Certificate helps students battle lack of domestic jobs


Losing good jobs to other countries leaves many students wondering what they can do personally to combat outsourcing.

With Central Michigan University's Cultural Competency Certificate, which first became available for students during the spring semester in 2013, they might have found a potential solution.

“I’m fortunate to be leading this effort for the College of Humanities and Social and Behavioral Sciences (CHSBS),”  said Orlando Pérez, director of cultural and global studies programs. “The cultural certificate is one of seven certificates in the cultural and global studies program.”

The certificate will help students be competitive in the global job market by teaching them cultural sensitivity and allowing them to assimilate into foreign work environments.

These certificates consist of 16-to 18-hour programs that are flexible and are able to fit into a number of different majors across the university.

“You don’t have to be majoring in a CHSBS major," Perez said. "These are intended as a way of packaging courses that many students are already taking as part of their UP (credits).”

Having this type of cultural knowledge is something that sociology, anthropology and social work professor Tracy Brown said is important for a student’s fundamental thinking skills.

“The goal for cultural competency is to essentially give students the experience, or at least reading and thinking critically outside of their particular racial or ethnic group,” Brown said. “You can kind of double-count courses if you’re interested. These are designed to essentially allow students to build them into their majors easily.”

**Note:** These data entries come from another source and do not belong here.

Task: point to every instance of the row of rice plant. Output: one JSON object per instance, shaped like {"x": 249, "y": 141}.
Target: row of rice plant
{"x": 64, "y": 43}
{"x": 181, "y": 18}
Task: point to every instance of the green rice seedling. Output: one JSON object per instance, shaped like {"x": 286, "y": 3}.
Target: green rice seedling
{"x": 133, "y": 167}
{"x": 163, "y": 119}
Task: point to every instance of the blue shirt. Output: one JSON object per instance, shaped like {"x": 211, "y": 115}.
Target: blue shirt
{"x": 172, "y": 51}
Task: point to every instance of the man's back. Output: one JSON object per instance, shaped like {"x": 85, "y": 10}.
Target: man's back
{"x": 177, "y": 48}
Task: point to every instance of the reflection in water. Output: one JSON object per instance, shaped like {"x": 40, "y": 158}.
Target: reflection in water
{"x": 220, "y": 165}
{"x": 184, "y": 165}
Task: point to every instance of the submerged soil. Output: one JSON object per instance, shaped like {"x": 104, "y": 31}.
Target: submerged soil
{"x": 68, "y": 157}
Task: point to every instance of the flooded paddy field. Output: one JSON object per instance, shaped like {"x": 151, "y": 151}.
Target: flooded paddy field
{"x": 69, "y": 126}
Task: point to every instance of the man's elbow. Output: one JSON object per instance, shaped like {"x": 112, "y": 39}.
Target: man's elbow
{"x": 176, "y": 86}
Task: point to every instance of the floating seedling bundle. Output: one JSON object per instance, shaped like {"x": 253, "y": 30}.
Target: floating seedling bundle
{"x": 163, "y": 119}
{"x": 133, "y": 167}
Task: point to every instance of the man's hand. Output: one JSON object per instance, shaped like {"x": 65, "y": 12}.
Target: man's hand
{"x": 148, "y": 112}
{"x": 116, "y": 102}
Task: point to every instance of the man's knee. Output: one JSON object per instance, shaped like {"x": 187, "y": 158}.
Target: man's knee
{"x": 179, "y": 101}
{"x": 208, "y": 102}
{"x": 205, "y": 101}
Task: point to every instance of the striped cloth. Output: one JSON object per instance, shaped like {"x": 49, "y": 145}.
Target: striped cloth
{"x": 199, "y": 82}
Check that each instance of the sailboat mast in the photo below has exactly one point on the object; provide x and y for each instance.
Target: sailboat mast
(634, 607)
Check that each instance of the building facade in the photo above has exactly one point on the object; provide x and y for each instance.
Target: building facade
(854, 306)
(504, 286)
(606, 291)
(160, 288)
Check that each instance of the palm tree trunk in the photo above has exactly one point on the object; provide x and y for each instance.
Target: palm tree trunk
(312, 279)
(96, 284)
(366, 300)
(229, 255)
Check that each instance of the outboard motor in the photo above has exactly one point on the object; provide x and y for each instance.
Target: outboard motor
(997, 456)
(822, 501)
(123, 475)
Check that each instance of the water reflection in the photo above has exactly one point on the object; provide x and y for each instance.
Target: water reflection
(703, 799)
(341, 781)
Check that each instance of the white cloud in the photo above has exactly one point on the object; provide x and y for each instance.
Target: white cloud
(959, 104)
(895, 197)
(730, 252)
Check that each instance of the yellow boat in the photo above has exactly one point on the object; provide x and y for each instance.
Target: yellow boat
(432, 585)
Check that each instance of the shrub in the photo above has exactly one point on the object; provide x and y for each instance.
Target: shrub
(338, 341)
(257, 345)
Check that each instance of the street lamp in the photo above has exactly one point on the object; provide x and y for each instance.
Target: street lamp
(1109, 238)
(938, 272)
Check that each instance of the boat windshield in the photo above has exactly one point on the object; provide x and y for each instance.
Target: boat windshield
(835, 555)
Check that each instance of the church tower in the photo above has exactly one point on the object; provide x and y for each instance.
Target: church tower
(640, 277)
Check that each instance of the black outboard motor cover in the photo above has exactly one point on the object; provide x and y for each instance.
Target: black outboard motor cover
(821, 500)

Along with gaining a different perspective on other cultures, adding this certificate to a student’s resume makes them more employable to international and even local businesses.

“If you listen to employers across the country, one of the things that they keep telling us is that culturally-savvy employees are very important because businesses, whether they are in the private sector or in the public sector, are increasingly having to deal with serving a variety of cultures,” Perez said. “We live in an increasingly diverse world, so any type of business is going to have to deal with globalization and diverse cultures, whether it’s in terms of their customers, business partners or where they import/export their products.”

Along with providing an employer with the knowledge that students are well-versed in cultural competency, the certificate has other benefits.

“It doesn’t mean that you’ll get a job, but what it tells employers is that you did well on those courses and achieved certification,” Pérez said. “And you can market yourself as having those skills and employers are looking for those skills.”

This type of marketability can often-times give recent graduates who are applying for jobs an upper hand.

“Employers consistently tell us that they can provide the job-specific skills on the job," Perez said. "What they don’t have the time to provide and what they can’t do is teach critical thinking skills, analytical skills, writing, communication, language or how to deal with diverse cultures. It would cost them a lot of money and effort to train employees in those skills. If our students bring to the table those skills, they are ahead of the game.”

As the U.S. becomes more culturally diverse, this type of understanding and reasoning is becoming more important for students to attain. It’s also a reminder to CMU students that there are different places and people outside of the state.

“Part of this is also a way to bridge or help bring (students) along to the idea that there is something bigger out there than Michigan,” said George Ronan, director of general education.

Perez said students must accept the threat of job outsourcing is also a big deal that needs to be stifled in order to maintain adequate jobs for college graduates.

“The best immunization against outsourcing is having these skills," Perez said. "These skills are not going to be able to be duplicated easily and more cheaply by workers in India being paid $1 a day or something like that. If you want to inoculate yourself against being outsourced, these are some of the skills you’re going to need to show your employers.”